El puente que las cosió lo empezó en 1817 el alcalde Narciso Mallol y se terminó cuatro años después: siete arcos de mampostería sobre el cauce. Sigue en pie y sigue llamándose puente Mallol. Cruzarlo es pasar del lado de los edificios administrativos al de los mercados.
Esa dualidad explica más de la ciudad que cualquier monumento. No hay un centro único que lo ordene todo: hay dos mitades que se miran desde las orillas y un cauce que la mayor parte del año lleva poca agua.

03 Capital por decreto
Durante casi todo el siglo XIX Honduras no tuvo una capital fija. El primer congreso decidió en 1824 que Tegucigalpa y Comayagua se alternaran en el cargo, y así estuvieron décadas, mudando oficinas de un valle a otro según quién mandara.
El asunto se cerró el 30 de octubre de 1880, cuando la sede de gobierno quedó fijada aquí de forma definitiva. La ciudad ya era el sitio con más dinero del país gracias a la minería, pero seguía siendo pequeña: las fotografías de finales del siglo XIX muestran un pueblo de casas bajas en un valle pelado.
Ese es el dato que mejor explica su aspecto actual.
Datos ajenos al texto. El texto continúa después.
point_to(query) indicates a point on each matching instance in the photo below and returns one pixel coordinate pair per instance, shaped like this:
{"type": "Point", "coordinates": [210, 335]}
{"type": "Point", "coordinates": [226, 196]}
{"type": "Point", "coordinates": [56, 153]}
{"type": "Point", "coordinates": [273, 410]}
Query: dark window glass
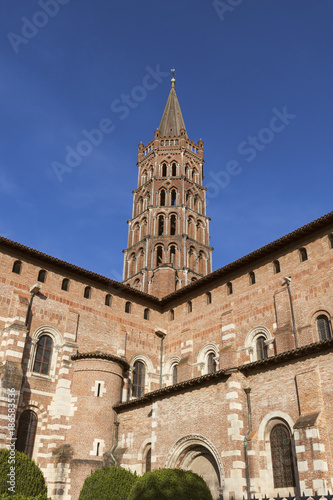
{"type": "Point", "coordinates": [283, 470]}
{"type": "Point", "coordinates": [323, 327]}
{"type": "Point", "coordinates": [42, 276]}
{"type": "Point", "coordinates": [211, 363]}
{"type": "Point", "coordinates": [174, 374]}
{"type": "Point", "coordinates": [276, 266]}
{"type": "Point", "coordinates": [65, 284]}
{"type": "Point", "coordinates": [303, 255]}
{"type": "Point", "coordinates": [148, 460]}
{"type": "Point", "coordinates": [26, 432]}
{"type": "Point", "coordinates": [43, 355]}
{"type": "Point", "coordinates": [138, 386]}
{"type": "Point", "coordinates": [159, 255]}
{"type": "Point", "coordinates": [261, 347]}
{"type": "Point", "coordinates": [17, 266]}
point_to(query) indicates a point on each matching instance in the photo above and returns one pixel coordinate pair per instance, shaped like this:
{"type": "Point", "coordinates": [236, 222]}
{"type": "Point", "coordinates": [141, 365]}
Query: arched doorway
{"type": "Point", "coordinates": [197, 454]}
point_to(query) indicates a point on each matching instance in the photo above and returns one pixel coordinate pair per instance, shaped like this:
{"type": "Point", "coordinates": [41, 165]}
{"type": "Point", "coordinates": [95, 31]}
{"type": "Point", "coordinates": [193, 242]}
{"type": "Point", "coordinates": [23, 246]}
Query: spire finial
{"type": "Point", "coordinates": [173, 79]}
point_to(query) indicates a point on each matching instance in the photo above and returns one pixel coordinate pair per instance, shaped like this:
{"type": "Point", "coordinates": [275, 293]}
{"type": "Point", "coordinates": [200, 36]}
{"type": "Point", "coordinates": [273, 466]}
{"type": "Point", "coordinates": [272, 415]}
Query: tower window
{"type": "Point", "coordinates": [323, 327]}
{"type": "Point", "coordinates": [303, 255]}
{"type": "Point", "coordinates": [43, 355]}
{"type": "Point", "coordinates": [65, 284]}
{"type": "Point", "coordinates": [41, 276]}
{"type": "Point", "coordinates": [160, 225]}
{"type": "Point", "coordinates": [252, 278]}
{"type": "Point", "coordinates": [282, 461]}
{"type": "Point", "coordinates": [276, 267]}
{"type": "Point", "coordinates": [174, 374]}
{"type": "Point", "coordinates": [261, 348]}
{"type": "Point", "coordinates": [159, 255]}
{"type": "Point", "coordinates": [172, 225]}
{"type": "Point", "coordinates": [26, 432]}
{"type": "Point", "coordinates": [138, 386]}
{"type": "Point", "coordinates": [211, 364]}
{"type": "Point", "coordinates": [17, 267]}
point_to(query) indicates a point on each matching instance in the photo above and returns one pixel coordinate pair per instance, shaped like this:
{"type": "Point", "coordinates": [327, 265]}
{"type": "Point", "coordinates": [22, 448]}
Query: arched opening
{"type": "Point", "coordinates": [159, 255]}
{"type": "Point", "coordinates": [43, 355]}
{"type": "Point", "coordinates": [26, 432]}
{"type": "Point", "coordinates": [138, 384]}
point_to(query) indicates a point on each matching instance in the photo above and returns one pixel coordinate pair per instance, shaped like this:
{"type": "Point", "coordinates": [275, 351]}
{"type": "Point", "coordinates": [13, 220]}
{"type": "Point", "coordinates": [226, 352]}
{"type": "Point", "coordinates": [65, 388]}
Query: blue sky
{"type": "Point", "coordinates": [254, 81]}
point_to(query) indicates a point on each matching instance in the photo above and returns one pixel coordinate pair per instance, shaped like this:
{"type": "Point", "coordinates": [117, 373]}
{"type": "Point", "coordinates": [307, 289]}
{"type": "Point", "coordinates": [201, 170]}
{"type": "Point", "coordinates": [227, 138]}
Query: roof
{"type": "Point", "coordinates": [222, 273]}
{"type": "Point", "coordinates": [172, 120]}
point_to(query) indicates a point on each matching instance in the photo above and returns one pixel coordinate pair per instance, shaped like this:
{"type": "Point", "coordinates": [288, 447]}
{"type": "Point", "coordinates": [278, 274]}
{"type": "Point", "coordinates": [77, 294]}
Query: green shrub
{"type": "Point", "coordinates": [108, 483]}
{"type": "Point", "coordinates": [170, 484]}
{"type": "Point", "coordinates": [29, 480]}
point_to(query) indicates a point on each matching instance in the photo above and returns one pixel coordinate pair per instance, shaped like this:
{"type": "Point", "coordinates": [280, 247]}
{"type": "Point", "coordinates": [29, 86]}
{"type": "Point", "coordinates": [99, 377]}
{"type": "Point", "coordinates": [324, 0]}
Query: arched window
{"type": "Point", "coordinates": [17, 267]}
{"type": "Point", "coordinates": [159, 255]}
{"type": "Point", "coordinates": [276, 267]}
{"type": "Point", "coordinates": [160, 225]}
{"type": "Point", "coordinates": [173, 255]}
{"type": "Point", "coordinates": [261, 348]}
{"type": "Point", "coordinates": [138, 386]}
{"type": "Point", "coordinates": [43, 355]}
{"type": "Point", "coordinates": [174, 374]}
{"type": "Point", "coordinates": [41, 276]}
{"type": "Point", "coordinates": [148, 460]}
{"type": "Point", "coordinates": [323, 327]}
{"type": "Point", "coordinates": [172, 225]}
{"type": "Point", "coordinates": [65, 284]}
{"type": "Point", "coordinates": [211, 364]}
{"type": "Point", "coordinates": [303, 255]}
{"type": "Point", "coordinates": [282, 460]}
{"type": "Point", "coordinates": [26, 432]}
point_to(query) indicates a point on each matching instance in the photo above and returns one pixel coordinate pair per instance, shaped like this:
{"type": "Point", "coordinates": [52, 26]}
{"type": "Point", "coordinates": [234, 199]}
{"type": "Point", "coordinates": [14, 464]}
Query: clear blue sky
{"type": "Point", "coordinates": [234, 66]}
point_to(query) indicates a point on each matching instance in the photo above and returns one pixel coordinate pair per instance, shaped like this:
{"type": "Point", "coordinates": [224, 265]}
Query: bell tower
{"type": "Point", "coordinates": [168, 236]}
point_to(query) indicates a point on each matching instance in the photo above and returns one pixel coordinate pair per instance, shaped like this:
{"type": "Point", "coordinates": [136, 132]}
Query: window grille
{"type": "Point", "coordinates": [43, 355]}
{"type": "Point", "coordinates": [26, 432]}
{"type": "Point", "coordinates": [283, 470]}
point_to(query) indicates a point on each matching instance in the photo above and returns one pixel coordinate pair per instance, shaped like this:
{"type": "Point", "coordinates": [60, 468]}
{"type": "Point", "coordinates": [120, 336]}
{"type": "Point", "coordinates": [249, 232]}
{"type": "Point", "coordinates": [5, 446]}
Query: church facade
{"type": "Point", "coordinates": [227, 373]}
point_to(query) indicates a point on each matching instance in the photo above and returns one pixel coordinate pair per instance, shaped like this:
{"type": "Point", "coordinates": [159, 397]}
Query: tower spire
{"type": "Point", "coordinates": [172, 119]}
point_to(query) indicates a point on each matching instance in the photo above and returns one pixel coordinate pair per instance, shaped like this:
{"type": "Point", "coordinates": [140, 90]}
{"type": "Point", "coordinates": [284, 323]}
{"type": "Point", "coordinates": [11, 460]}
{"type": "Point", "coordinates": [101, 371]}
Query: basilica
{"type": "Point", "coordinates": [226, 373]}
Tegucigalpa se convirtió en capital sin haber sido diseñada nunca para serlo, y todo lo que vino después —ministerios, embajadas, torres— tuvo que encajarse en un plano que ya existía y que nadie había ordenado.

04 Vivir en pendiente
La ciudad está a unos 990 metros de altitud de media, pero el rango real va de los 935 a los 1.463 metros dentro del propio término. Es decir, entre el punto más bajo y el más alto hay más de quinientos metros de desnivel, y todo eso está urbanizado.
Vivir aquí significa contar en subidas, no en distancias. Dos barrios que en un mapa parecen contiguos pueden estar separados por una ladera entera. Y en medio del tejido urbano queda todavía algún cerro sin construir, como el que se levanta junto al centro y funciona como referencia visual desde cualquier punto.
La otra consecuencia es más seria: el crecimiento se ha ido a las laderas, muchas veces sin urbanizar, sobre suelos que la lluvia ablanda. La ciudad lo aprendió del peor modo posible en 1998, cuando el cerro El Berrinche se deslizó sobre el río y represó el cauce.

05 La huella
Tegucigalpa no se recuerda por una plaza ni por una avenida. Se recuerda por la sensación de estar dentro de un cuenco: mires donde mires hay una ladera con casas encima, y por encima de las casas, monte.
Es una capital que se resiste a la foto y se entiende caminando o desde arriba. No tiene la ambición ordenada de las ciudades fundadas con regla; tiene la lógica acumulativa de un sitio al que la gente fue llegando por el metal y se quedó porque ya estaba ahí. Cuatro siglos y medio después, sigue creciendo exactamente igual.